Crafting Interpretable Embeddings by Asking LLMs Questions
Vinamra Benara, Chandan Singh, John X. Morris, Richard Antonello, Ion Stoica, Alexander G. Huth, Jianfeng Gao
TL;DR
QA-Emb introduces an interpretable embedding by querying a pre-trained LLM with a set of yes/no questions, producing a binary feature vector that researchers can inspect. When applied to fMRI encoding of natural-language stimuli, QA-Emb achieves a 26% improvement over a traditional interpretable baseline and competes with black-box models, with strong performance achieved using as few as 29 questions. The approach is extendable to NLP tasks, demonstrated via information retrieval and zero-shot clustering, and can be accelerated through distillation into a single forward pass with many heads. These results suggest a practical pathway to interpretable, domain-grounded embeddings with broad potential in neuroscience and NLP, alongside important considerations around faithfulness and computational cost.
Abstract
Large language models (LLMs) have rapidly improved text embeddings for a growing array of natural-language processing tasks. However, their opaqueness and proliferation into scientific domains such as neuroscience have created a growing need for interpretability. Here, we ask whether we can obtain interpretable embeddings through LLM prompting.

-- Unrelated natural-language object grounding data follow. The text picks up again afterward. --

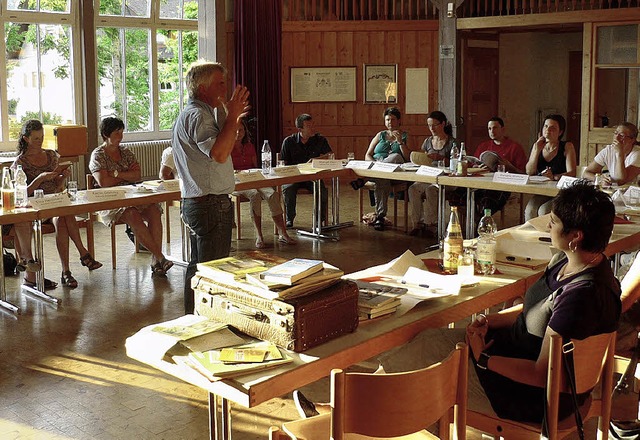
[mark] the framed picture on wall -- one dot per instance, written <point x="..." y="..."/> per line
<point x="323" y="84"/>
<point x="380" y="83"/>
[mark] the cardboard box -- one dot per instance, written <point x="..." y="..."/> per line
<point x="67" y="140"/>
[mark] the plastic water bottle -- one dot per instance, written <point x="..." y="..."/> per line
<point x="486" y="250"/>
<point x="266" y="158"/>
<point x="453" y="159"/>
<point x="22" y="197"/>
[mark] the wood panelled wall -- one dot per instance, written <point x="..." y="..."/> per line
<point x="350" y="126"/>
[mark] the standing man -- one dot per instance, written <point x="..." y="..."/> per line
<point x="298" y="148"/>
<point x="202" y="140"/>
<point x="510" y="154"/>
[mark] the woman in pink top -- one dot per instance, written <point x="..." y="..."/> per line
<point x="244" y="157"/>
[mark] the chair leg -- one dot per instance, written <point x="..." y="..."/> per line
<point x="113" y="247"/>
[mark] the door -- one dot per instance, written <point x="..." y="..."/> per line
<point x="480" y="73"/>
<point x="574" y="101"/>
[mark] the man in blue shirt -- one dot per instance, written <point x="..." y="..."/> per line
<point x="298" y="148"/>
<point x="202" y="140"/>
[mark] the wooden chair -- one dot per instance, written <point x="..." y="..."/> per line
<point x="91" y="184"/>
<point x="396" y="187"/>
<point x="391" y="405"/>
<point x="593" y="359"/>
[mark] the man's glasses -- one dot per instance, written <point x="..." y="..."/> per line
<point x="622" y="135"/>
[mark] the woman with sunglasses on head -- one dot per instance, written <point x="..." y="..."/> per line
<point x="621" y="158"/>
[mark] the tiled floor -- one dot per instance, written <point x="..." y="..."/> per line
<point x="64" y="373"/>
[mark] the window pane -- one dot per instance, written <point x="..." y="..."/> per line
<point x="617" y="44"/>
<point x="45" y="5"/>
<point x="124" y="73"/>
<point x="176" y="51"/>
<point x="130" y="8"/>
<point x="39" y="75"/>
<point x="179" y="9"/>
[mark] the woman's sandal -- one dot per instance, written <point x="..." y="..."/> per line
<point x="88" y="261"/>
<point x="161" y="267"/>
<point x="68" y="280"/>
<point x="48" y="284"/>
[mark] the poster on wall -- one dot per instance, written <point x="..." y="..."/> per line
<point x="380" y="83"/>
<point x="325" y="84"/>
<point x="417" y="91"/>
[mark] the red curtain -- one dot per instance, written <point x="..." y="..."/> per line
<point x="258" y="45"/>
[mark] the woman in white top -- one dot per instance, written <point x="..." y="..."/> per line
<point x="621" y="158"/>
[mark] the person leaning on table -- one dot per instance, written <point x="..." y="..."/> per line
<point x="112" y="164"/>
<point x="621" y="158"/>
<point x="202" y="140"/>
<point x="550" y="157"/>
<point x="388" y="146"/>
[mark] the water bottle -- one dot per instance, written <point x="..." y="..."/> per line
<point x="453" y="159"/>
<point x="22" y="197"/>
<point x="266" y="158"/>
<point x="486" y="250"/>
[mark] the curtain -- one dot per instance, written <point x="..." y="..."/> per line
<point x="258" y="43"/>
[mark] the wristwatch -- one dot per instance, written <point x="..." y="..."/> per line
<point x="483" y="361"/>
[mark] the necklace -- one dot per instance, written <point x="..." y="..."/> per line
<point x="563" y="275"/>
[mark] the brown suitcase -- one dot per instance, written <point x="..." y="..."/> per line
<point x="296" y="324"/>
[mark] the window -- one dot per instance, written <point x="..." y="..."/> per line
<point x="143" y="48"/>
<point x="141" y="62"/>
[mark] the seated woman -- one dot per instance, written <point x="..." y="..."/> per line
<point x="577" y="297"/>
<point x="423" y="197"/>
<point x="113" y="165"/>
<point x="621" y="158"/>
<point x="244" y="157"/>
<point x="389" y="146"/>
<point x="43" y="172"/>
<point x="550" y="157"/>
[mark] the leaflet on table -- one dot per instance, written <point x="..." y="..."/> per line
<point x="566" y="181"/>
<point x="289" y="170"/>
<point x="383" y="166"/>
<point x="425" y="284"/>
<point x="426" y="170"/>
<point x="359" y="164"/>
<point x="248" y="176"/>
<point x="50" y="201"/>
<point x="102" y="194"/>
<point x="327" y="164"/>
<point x="512" y="178"/>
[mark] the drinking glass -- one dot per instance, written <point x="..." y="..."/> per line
<point x="72" y="189"/>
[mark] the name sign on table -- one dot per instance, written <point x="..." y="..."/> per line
<point x="425" y="170"/>
<point x="388" y="167"/>
<point x="511" y="178"/>
<point x="51" y="201"/>
<point x="566" y="181"/>
<point x="102" y="194"/>
<point x="290" y="170"/>
<point x="248" y="176"/>
<point x="359" y="164"/>
<point x="326" y="164"/>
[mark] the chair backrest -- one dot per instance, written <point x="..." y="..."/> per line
<point x="396" y="404"/>
<point x="593" y="364"/>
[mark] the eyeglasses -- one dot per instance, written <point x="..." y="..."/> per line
<point x="622" y="135"/>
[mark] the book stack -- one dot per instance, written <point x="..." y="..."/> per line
<point x="375" y="300"/>
<point x="267" y="276"/>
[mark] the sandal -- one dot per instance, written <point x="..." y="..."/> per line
<point x="88" y="261"/>
<point x="48" y="284"/>
<point x="68" y="280"/>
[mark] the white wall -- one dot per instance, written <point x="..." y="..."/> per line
<point x="534" y="75"/>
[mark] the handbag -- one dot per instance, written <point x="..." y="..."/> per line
<point x="10" y="263"/>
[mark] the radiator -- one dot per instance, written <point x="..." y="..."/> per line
<point x="149" y="155"/>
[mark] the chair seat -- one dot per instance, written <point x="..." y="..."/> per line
<point x="318" y="427"/>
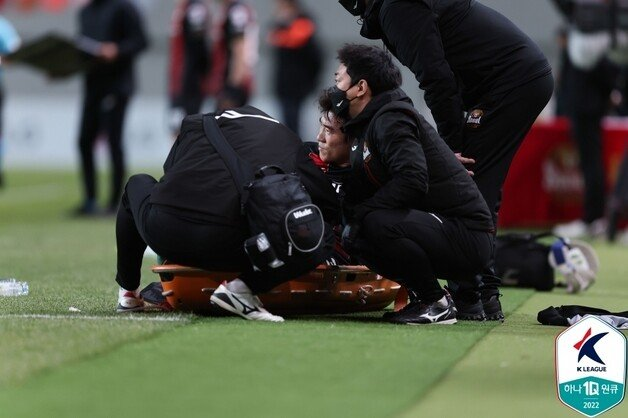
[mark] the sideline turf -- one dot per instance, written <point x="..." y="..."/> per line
<point x="309" y="367"/>
<point x="514" y="363"/>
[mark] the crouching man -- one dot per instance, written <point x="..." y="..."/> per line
<point x="192" y="215"/>
<point x="416" y="213"/>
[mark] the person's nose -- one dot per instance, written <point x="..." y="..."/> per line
<point x="320" y="137"/>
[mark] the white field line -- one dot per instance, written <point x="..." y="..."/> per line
<point x="122" y="317"/>
<point x="33" y="193"/>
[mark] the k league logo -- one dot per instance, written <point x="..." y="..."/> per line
<point x="591" y="366"/>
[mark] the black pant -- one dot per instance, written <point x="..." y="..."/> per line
<point x="102" y="111"/>
<point x="587" y="132"/>
<point x="415" y="248"/>
<point x="186" y="240"/>
<point x="503" y="126"/>
<point x="493" y="143"/>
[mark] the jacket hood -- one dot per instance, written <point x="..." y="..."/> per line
<point x="376" y="103"/>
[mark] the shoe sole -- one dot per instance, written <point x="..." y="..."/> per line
<point x="217" y="301"/>
<point x="496" y="317"/>
<point x="445" y="322"/>
<point x="478" y="317"/>
<point x="122" y="309"/>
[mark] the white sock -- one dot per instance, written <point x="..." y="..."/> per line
<point x="122" y="291"/>
<point x="238" y="286"/>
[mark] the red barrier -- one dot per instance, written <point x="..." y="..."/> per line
<point x="544" y="184"/>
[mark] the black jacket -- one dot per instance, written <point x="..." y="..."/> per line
<point x="298" y="61"/>
<point x="399" y="162"/>
<point x="196" y="182"/>
<point x="460" y="51"/>
<point x="115" y="21"/>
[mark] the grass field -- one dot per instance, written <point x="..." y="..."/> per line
<point x="93" y="363"/>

We introduce question-answering embeddings (QA-Emb), embeddings where each feature represents an answer to a yes/no question asked to an LLM. Training QA-Emb reduces to selecting a set of underlying questions rather than learning model weights. We use QA-Emb to flexibly generate interpretable models for predicting fMRI voxel responses to language stimuli. QA-Emb significantly outperforms an established interpretable baseline, and does so while requiring very few questions. This paves the way towards building flexible feature spaces that can concretize and evaluate our understanding of semantic brain representations. We additionally find that QA-Emb can be effectively approximated with an efficient model, and we explore broader applications in simple NLP tasks.